愛情と憎悪、寂寥と苦痛、疑問と戸惑い……。郷田の、あらゆる感傷が綯い交ぜになり、うねりあい、形の無い圧となって遼を押し潰す。
気を落ち着かせるために、大きく息を吸い込んだ。
もはや、疑う余地はない。
「望み通りになったと……言ったんですね」
「ああ……だが待ってくれ、それだけで美月ちゃんが由利菜の死に関係してるとは言えないだろう? 君が湖に怪物がいるなんて話をするから混乱しただけだ、全くの偶然だよ」
「本当に、そう思いますか? たとえば……及川さんに危険が及ぶ事はないと言い切れるんですか? もし同じ悲劇が……」
「よしたまえ、そんなことあり得ない! 君は……どうかしている!」
そう叫んだ郷田が、否定しながらも気持ちのどこかで美月に疑いを持っているのは明らかだった。
しかし、これ以上問いつめても今日の所は無駄だろう。
「僕らは客にすぎませんから、明後日にはこの地を去ります。
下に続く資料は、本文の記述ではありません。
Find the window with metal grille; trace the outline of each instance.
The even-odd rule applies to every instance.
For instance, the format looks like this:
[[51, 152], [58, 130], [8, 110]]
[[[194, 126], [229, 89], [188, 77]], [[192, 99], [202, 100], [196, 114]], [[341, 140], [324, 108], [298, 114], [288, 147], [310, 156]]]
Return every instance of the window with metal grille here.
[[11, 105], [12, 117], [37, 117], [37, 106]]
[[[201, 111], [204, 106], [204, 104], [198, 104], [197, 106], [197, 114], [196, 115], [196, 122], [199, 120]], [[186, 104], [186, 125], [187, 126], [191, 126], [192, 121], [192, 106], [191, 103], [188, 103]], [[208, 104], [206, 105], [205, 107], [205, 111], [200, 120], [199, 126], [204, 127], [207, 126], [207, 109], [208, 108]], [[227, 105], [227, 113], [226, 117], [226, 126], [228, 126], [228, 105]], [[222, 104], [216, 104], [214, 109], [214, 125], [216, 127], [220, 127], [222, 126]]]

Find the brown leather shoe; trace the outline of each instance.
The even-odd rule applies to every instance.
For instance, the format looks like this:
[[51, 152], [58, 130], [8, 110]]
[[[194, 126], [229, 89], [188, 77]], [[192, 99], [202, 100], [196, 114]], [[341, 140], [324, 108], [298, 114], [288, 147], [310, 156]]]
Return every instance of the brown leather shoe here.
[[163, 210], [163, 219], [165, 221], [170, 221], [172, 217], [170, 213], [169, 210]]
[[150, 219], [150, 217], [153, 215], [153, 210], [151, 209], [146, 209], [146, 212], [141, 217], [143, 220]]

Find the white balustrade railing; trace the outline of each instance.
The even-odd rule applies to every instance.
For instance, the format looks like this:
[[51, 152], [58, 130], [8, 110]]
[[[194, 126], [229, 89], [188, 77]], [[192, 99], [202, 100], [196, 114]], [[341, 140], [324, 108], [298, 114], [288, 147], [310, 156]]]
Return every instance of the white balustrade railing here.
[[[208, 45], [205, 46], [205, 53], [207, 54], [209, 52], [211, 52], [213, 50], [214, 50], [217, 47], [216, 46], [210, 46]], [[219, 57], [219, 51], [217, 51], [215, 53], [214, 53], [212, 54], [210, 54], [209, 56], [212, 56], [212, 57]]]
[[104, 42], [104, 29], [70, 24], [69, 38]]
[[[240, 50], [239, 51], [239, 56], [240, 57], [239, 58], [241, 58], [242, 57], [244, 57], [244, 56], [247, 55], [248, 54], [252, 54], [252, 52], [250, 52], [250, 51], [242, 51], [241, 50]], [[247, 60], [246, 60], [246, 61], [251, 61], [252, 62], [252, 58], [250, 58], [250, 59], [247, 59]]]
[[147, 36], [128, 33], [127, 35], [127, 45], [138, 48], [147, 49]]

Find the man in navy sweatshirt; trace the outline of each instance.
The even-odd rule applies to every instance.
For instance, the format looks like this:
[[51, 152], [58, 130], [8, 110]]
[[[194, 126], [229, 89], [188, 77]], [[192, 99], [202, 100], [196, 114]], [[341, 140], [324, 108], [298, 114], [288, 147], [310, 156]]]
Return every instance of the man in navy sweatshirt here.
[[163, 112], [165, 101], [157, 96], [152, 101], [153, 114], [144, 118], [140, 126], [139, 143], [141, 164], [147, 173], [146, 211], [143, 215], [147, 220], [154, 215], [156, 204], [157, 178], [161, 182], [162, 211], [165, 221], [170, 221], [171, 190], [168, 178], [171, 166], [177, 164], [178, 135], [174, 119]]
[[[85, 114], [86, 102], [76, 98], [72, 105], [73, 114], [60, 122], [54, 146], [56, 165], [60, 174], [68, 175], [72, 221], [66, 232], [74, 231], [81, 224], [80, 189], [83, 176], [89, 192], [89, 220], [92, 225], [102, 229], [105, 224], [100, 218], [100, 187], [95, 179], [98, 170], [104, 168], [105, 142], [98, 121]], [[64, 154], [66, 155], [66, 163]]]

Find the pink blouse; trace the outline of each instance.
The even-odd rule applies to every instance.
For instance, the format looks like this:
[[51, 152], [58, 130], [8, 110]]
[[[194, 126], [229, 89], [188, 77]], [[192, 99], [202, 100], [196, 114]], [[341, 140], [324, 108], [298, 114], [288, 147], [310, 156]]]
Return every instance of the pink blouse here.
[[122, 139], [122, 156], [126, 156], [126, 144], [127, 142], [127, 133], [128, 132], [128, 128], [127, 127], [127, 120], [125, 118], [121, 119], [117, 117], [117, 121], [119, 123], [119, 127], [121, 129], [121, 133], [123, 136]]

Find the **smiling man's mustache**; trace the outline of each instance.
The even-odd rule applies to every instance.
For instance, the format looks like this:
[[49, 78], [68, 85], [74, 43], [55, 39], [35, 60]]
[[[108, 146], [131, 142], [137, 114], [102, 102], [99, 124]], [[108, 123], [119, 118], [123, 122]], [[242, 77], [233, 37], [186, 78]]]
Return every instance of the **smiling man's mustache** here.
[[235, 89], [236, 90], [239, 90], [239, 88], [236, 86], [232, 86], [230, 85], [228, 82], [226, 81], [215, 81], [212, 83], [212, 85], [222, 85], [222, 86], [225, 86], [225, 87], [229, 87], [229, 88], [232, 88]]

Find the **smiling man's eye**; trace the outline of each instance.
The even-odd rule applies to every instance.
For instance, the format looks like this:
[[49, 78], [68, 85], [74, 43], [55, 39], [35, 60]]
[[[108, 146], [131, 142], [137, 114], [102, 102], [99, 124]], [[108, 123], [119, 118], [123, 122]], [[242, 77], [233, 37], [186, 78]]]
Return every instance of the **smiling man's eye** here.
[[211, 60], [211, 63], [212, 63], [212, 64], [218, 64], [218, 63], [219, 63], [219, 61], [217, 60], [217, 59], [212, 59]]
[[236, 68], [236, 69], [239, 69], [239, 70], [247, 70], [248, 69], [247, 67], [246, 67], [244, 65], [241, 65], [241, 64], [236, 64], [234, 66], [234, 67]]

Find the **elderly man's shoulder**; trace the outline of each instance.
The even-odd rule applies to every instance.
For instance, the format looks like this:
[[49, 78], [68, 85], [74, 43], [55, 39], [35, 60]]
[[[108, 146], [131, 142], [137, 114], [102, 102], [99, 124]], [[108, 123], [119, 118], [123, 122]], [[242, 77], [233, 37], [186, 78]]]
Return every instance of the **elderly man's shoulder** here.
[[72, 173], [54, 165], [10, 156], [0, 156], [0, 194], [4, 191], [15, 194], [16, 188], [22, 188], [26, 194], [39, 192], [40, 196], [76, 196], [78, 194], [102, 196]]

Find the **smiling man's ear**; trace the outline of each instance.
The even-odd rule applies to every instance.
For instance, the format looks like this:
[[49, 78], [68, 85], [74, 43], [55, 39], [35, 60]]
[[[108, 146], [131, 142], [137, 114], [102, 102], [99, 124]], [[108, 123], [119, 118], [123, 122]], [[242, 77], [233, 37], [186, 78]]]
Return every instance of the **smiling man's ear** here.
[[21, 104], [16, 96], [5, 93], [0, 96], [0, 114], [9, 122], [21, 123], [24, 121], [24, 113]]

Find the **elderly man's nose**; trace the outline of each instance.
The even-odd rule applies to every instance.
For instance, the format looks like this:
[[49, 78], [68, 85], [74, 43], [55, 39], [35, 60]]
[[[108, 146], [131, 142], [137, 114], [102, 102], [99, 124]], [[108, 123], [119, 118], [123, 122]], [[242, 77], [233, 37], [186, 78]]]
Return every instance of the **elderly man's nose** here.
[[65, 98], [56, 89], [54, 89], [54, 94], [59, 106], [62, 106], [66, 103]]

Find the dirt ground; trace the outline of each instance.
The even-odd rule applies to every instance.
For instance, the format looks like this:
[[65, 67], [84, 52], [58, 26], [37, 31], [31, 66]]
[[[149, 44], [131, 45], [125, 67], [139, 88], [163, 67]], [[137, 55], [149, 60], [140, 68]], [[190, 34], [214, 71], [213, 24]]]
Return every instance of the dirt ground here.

でも……関係ないと済ませる事は出来ない。『秋月湖』には何かが居ます……それを止められるのは郷田さんだけかも知れません。……帰ります、ミルクご馳走様でした」
顔を俯け無言のままの郷田に会釈すると、遼は冬也を探して傘を借りた。
玄関を出れば、さらに雨足は強くなり横殴りの風が傘を奪おうとする。
しかし遼は濡れるに任せ、コテージに向かって歩き出した。